Comment by os2warpman
2 days ago
The median age of buyers has increased from 31 in 2004 to 38 in 2024.
The median age of the population of the United States has increased from 35.3 in 2000 to 38.8 in 2020. (hmmmmm)
https://en.wikipedia.org/wiki/Demographics_of_the_United_Sta...
https://en.wikipedia.org/wiki/Demographic_history_of_the_Uni...
As the population pyramid of the US, which is already a "population Empire State Building", further morphs into a "Population Baseball Diamond", I expect the median age of all buyers to increase and the percentage of owners by age group in the younger cohorts to decrease.
Additionally, as the median age increases, because older people tend to have more money, I expect home prices to continue to increase.

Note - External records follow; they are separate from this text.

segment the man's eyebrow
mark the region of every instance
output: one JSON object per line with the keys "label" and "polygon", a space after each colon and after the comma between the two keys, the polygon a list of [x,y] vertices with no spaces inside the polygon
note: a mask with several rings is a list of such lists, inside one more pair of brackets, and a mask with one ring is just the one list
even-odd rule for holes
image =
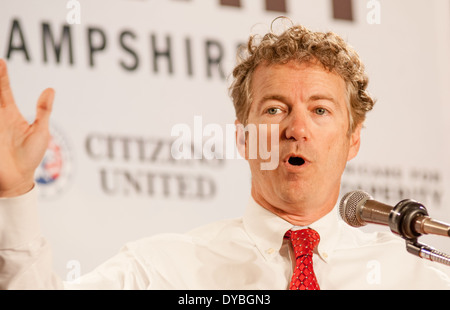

Honestly, I expect home prices to spike by 2035-2040 as the current crop of 50–60-year-olds reach retirement realizing that their only real prospect of not starving to death in retirement is the main (and often only) asset: their home.
That will further stress younger folks, but people don't seem to care and anyone who expresses concern is denigrated as a communist so what is to be done?

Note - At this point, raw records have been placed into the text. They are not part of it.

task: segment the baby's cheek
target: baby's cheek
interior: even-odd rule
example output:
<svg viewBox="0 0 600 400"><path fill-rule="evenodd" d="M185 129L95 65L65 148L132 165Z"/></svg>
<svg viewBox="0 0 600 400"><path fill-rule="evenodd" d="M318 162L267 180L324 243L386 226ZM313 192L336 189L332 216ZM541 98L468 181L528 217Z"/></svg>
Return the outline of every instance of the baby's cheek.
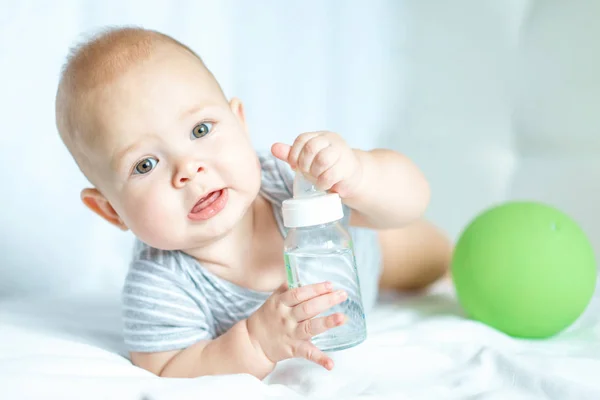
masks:
<svg viewBox="0 0 600 400"><path fill-rule="evenodd" d="M260 187L260 160L249 143L223 153L219 159L219 174L238 192L252 193Z"/></svg>
<svg viewBox="0 0 600 400"><path fill-rule="evenodd" d="M177 204L165 191L148 191L143 195L132 196L127 204L129 229L140 240L159 249L176 248L178 241L177 221L181 213Z"/></svg>

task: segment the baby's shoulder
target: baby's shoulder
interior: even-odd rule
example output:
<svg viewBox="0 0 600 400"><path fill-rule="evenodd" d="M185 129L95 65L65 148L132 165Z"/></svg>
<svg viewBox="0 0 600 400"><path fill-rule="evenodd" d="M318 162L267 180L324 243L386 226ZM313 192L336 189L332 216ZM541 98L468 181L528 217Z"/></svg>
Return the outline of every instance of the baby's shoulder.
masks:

Regardless, with the homeownership rate for "under 35" fluctuating between ~41% in 1982 and ~37% in 2024 "nobody owns shit no mo" is still false.
these rates tend to be described quite awkwardly. They sure read like the owner of the house lives there, but that tends not to be the full story of what counts to the metric
at least in canada, this would mean that 38 y/o are primarily still living in their parents basement, since theyre living with the homeowner, and that counts as home ownership. same thing if you're a roommate with the owner, paying rent.